Remark 5: Going forward, the effectiveness of monetary policy will improve with a more complete European Monetary Union.

Has the just described special sequencing of the ECB’s unconventional monetary policy measures been appropriate? To answer this question, we should recall that the euro area has its own distinct characteristics. And, as a currency union, it is in many ways incomplete. In the language of the “Five Presidents’ Report”, “Europe’s Economic and Monetary Union (EMU) today is like a house that was built over decades but only partially finished. It is now high time to reinforce its foundations and turn it into what EMU was meant to be”.

This diagnosis explains why, looking back, measures of first resort in other jurisdictions have been measures of last resort in the euro area. In particular, it is clear that, in the euro area, central bank purchases of sovereign debt raise additional questions which are quasi-non-issues in consolidated nation states. And, going forward, this diagnosis also makes it clear why the euro area faces extra challenges. We have to find the right balance in what Markus Brunnermeier recently described as the “stimulus versus reform debate” at the European Economic Association conference in Mannheim. [7]

As I said on the same occasion, in a similar spirit, we need to bring together two different macroeconomic traditions.

  • The “macroeconomic” tradition, by which I pretty much mean the British and “saltwater American” tradition of macroeconomics, with its solid emphasis on demand management. It correctly identifies the need to provide stimulus but may have a tendency to overlook incentives and institutions. Here, a focus on “demand management” may lead to losing sight of the longer term and the incentives that are put in place.
  • The “supply-side” tradition, in all of its incarnations, including the “freshwater American” real business cycle scholars and the older – somewhat forgotten – continental European “institutional school”, which identifies the need for structural policies and structural reforms as a precondition for spurring enduring growth. It rightly draws attention to the power of institutions in reconciling the economic incentives of different actors – private agents or governments. But it may downplay the harm that fluctuations in demand and incomes could potentially cause to economies. Also, the institutionalists may have a tendency to worship the rule of current law. Thus, it may fail to see the shortcomings of the legal framework in place in terms of preventing the economy from spiralling off to bad equilibria with no prospect of return.

A synthesis of these traditions is what we need for the euro area. One can call this “dynamic institutionalism”. Ideally, it should take the optimisation framework of macroeconomics and apply it to institutional design. Such an approach can make an important contribution to charting out the transition to new steady states – as identified, for example, by the Five Presidents’ report. It should do this in a way that respects the unique multinational nature of monetary union and upholds and preserves the mutual responsibility that each nation is expected to have vis-à-vis all the others.

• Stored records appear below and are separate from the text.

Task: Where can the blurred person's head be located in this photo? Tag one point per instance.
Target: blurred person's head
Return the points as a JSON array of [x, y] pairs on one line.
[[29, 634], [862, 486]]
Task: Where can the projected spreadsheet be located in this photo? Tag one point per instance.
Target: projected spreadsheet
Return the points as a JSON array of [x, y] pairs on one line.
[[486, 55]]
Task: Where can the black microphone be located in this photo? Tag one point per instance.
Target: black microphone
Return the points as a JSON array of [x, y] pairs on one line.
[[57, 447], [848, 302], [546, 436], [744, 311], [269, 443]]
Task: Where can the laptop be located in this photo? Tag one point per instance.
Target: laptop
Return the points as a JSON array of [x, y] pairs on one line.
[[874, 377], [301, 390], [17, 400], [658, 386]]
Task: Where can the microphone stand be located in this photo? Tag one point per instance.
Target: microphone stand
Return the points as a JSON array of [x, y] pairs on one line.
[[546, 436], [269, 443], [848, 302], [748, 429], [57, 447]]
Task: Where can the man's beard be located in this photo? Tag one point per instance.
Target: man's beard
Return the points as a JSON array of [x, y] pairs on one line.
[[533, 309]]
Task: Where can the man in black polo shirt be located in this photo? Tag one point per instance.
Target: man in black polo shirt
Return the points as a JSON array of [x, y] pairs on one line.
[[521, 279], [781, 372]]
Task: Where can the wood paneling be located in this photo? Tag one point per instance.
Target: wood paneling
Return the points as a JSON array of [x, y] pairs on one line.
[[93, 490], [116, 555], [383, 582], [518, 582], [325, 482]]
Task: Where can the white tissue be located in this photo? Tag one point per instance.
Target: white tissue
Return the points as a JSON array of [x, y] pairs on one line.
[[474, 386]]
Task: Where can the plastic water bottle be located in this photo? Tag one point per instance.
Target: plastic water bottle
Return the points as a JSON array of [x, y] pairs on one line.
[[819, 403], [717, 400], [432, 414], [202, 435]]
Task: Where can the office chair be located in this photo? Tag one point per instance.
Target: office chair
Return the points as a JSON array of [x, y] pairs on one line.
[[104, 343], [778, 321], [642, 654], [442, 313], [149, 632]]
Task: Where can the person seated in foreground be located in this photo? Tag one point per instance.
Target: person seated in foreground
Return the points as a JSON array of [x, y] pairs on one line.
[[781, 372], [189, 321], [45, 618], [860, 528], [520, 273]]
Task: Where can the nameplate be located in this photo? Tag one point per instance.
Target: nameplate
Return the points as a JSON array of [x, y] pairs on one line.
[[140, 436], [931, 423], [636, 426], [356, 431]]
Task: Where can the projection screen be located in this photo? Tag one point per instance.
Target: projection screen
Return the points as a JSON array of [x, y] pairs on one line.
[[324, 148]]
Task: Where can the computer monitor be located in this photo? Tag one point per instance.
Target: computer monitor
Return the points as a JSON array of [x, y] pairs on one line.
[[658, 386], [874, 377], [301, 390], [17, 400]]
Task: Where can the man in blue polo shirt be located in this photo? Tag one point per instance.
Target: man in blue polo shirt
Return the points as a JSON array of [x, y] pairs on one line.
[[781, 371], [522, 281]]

Thank you for your kind attention.

  1. [1]For details, see the speech entitled Monetary policy and balance sheet adjustment delivered at the ECB Forum on Central Banking in Sintra on 27 May 2014.

  2. [2]Chung, H., Laforte, J.-P., Reifschneider, D. and Williams, J.C., “Have We Underestimated the Likelihood and Severity of Zero Lower Bound Events?”, Journal of Money, Credit and Banking, 44, 2012, pp. 47-82.

  3. [3] Background Studies for the ECB’s Evaluation of its Monetary Policy Strategy, European Central Bank, November 2003.

  4. [4]Eggertsson, G. and Woodford, M., The Zero Bound on Interest Rates and Optimal Monetary Policy, Brookings Papers on Economic Activity, 2003, 1, pp. 139-211.

  5. [5]Schmitt-Grohe, S. and Uribe, M. Optimal Fiscal and Monetary Policy under Sticky Prices, Journal of Economic Theory, 2004, 114, pp. 198-230.

  6. [6]See my speech on Price stability: a sinking will-o'-the-wisp? at the IMF Spring Meetings Seminar, Washington, 16 April 2015.